TransformerSpec

class ctranslate2.specs.TransformerSpec

Describes a Transformer model.

The specification is invariant to hidden dimensions but requires to explicitly set the number of layers and attention heads.

Inherits from: ctranslate2.specs.SequenceToSequenceModelSpec

Attributes:

Methods:

__init__(encoder: TransformerEncoderSpec, decoder: TransformerDecoderSpec)

Initializes a Transformer model specification.

Parameters
  • encoder – The encoder specification.

  • decoder – The decoder specification.

classmethod from_config(num_layers: Union[int, Tuple[int, int]], num_heads: int, with_relative_position: bool = False, pre_norm: bool = True, no_final_norm: bool = False, activation: Activation = Activation.RELU, alignment_layer: int = - 1, alignment_heads: int = 1, num_source_embeddings: int = 1, embeddings_merge: EmbeddingsMerge = EmbeddingsMerge.CONCAT, layernorm_embedding: bool = False, relative_attention_bias: bool = False, ffn_glu: bool = False, rms_norm: bool = False, multi_query_attention: bool = False)

Creates a Transformer model specification.

Parameters
  • num_layers – Number of encoder and decoder layers, or a 2-tuple if the number is different.

  • num_heads – Number of attention heads.

  • with_relative_position – Use relative position representations in the self-attention layers as described in https://arxiv.org/abs/1803.02155.
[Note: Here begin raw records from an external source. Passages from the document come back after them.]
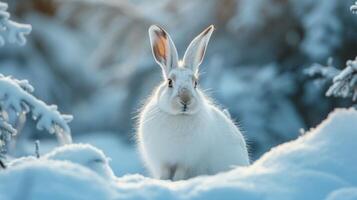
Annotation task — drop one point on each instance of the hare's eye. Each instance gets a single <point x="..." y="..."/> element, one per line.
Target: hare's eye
<point x="169" y="82"/>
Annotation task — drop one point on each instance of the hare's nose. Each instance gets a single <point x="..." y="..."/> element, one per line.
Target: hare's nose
<point x="185" y="97"/>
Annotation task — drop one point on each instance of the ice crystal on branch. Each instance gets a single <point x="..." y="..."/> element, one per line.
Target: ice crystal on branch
<point x="353" y="8"/>
<point x="345" y="83"/>
<point x="15" y="95"/>
<point x="11" y="31"/>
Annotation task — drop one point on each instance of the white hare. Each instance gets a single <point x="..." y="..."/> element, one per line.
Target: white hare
<point x="181" y="133"/>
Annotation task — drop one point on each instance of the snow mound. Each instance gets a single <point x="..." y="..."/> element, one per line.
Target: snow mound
<point x="85" y="155"/>
<point x="317" y="165"/>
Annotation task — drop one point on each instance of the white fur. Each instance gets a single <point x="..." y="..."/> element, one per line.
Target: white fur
<point x="177" y="143"/>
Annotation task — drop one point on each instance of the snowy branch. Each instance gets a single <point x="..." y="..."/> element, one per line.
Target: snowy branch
<point x="344" y="82"/>
<point x="353" y="8"/>
<point x="16" y="95"/>
<point x="322" y="72"/>
<point x="11" y="31"/>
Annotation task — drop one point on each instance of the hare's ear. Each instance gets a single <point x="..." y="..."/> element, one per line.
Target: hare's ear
<point x="163" y="49"/>
<point x="196" y="50"/>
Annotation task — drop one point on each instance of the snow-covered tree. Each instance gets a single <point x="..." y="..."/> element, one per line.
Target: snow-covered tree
<point x="16" y="97"/>
<point x="344" y="82"/>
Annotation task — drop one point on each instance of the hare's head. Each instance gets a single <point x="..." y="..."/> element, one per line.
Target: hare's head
<point x="178" y="94"/>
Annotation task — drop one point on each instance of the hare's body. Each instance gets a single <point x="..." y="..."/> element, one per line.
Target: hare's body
<point x="181" y="134"/>
<point x="182" y="146"/>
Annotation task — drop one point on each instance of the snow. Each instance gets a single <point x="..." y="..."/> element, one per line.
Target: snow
<point x="317" y="165"/>
<point x="16" y="96"/>
<point x="11" y="31"/>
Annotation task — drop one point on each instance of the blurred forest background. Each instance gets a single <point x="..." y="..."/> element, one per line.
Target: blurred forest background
<point x="92" y="58"/>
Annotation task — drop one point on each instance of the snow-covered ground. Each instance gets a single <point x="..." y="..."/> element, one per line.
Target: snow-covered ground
<point x="318" y="165"/>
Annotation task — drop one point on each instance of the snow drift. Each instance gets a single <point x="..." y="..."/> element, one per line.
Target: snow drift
<point x="317" y="165"/>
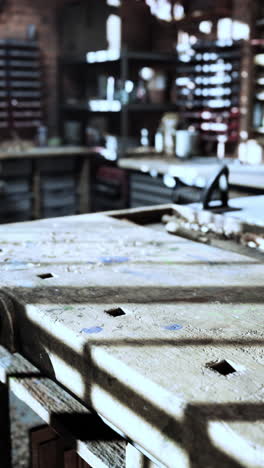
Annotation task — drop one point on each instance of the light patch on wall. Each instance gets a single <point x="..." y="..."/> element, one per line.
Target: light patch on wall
<point x="240" y="30"/>
<point x="206" y="27"/>
<point x="115" y="3"/>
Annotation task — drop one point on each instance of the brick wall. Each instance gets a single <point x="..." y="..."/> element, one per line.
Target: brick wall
<point x="14" y="19"/>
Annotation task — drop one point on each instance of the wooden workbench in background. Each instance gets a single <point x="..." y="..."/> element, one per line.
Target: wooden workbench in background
<point x="46" y="182"/>
<point x="162" y="336"/>
<point x="196" y="171"/>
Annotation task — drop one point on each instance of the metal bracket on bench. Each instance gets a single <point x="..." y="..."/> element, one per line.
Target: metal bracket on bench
<point x="7" y="323"/>
<point x="218" y="182"/>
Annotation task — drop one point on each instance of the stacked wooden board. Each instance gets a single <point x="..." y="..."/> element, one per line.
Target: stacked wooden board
<point x="162" y="336"/>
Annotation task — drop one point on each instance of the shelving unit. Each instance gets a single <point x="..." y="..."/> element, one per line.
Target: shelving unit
<point x="258" y="89"/>
<point x="124" y="117"/>
<point x="208" y="90"/>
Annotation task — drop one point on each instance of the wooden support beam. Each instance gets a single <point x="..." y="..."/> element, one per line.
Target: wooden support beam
<point x="5" y="439"/>
<point x="83" y="431"/>
<point x="136" y="459"/>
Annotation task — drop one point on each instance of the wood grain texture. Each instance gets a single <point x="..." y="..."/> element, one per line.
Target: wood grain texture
<point x="148" y="372"/>
<point x="80" y="429"/>
<point x="5" y="436"/>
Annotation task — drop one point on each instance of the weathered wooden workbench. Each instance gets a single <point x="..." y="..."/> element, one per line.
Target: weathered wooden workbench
<point x="162" y="336"/>
<point x="195" y="171"/>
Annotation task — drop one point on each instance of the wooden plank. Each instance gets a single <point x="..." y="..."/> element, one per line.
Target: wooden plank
<point x="85" y="186"/>
<point x="96" y="443"/>
<point x="46" y="448"/>
<point x="5" y="436"/>
<point x="72" y="460"/>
  • pre_norm – Enable the pre-norm Transformer architecture.

  • no_final_norm – Disable the final layer norm in the pre-norm architecture.

  • activation – Activation to apply in the feed-forward network.

  • alignment_layer – Layer index selected for alignment.

  • alignment_heads – Number of attention heads selected for alignment.

  • num_source_embeddings – Number of source embeddings.

  • embeddings_merge – When num_source_embeddings > 1, specify how the embeddings are merged.

  • layernorm_embedding – Apply layer normalization after the embedding layer.

  • relative_attention_bias – Use relative attention bias in the self-attention layers as described in the T5 paper https://arxiv.org/abs/1910.10683.

  • ffn_glu – Use gated linear units in the FFN layer as described in https://arxiv.org/abs/2002.05202.

  • rms_norm – Use the root mean square layer normalization.

  • multi_query_attention – Use multi-query attention.

get_default_config()

Returns the default configuration used by this model.

get_source_vocabulary_size()

Returns the source vocabulary size expected by the model.

get_target_vocabulary_size()

Returns the target vocabulary size expected by the model.

optimize(quantization: Optional[str] = None) None

Recursively applies some optimizations to this layer:

  • Alias variables with the same shape and value.

  • Quantize weights.

Parameters

quantization – Weight quantization scheme (possible values are: int8, int8_float32, int8_float16, int8_bfloat16, int16, float16, bfloat16, float32).

register_file(path: str, filename: Optional[str] = None) None

Registers a file to be saved in the model directory.

register_source_vocabulary(tokens: List[str]) None

Registers a source vocabulary of tokens.

Parameters

tokens – List of source tokens.

register_target_vocabulary(tokens: List[str]) None

Registers a target vocabulary of tokens.

Parameters

tokens – List of target tokens.

register_vocabulary_mapping(path: str) None

Registers a vocabulary mapping file.

Parameters

path – Path to the vocabulary mapping file.

save(output_dir: str) None

Saves this model on disk.

Parameters

output_dir – Output directory where the model is saved.

validate() None

Verify that the required weights are set.

Raises

ValueError – If a required weight is not set in the specification.

variables(prefix: str = '', ordered: bool = False) Dict[str, ndarray]

Recursively returns the weights from this layer and its children.

Parameters
  • prefix – Prefix to prepend to all variable names.

  • ordered – If set, an ordered list is returned instead.

Returns

Dictionary mapping variables name to value.

property config

The model configuration.

property name

The name of the model specification.

property revision

The model specification revision.

This value is incremented each time the weights layout of the model is changed (e.g. a weight is renamed).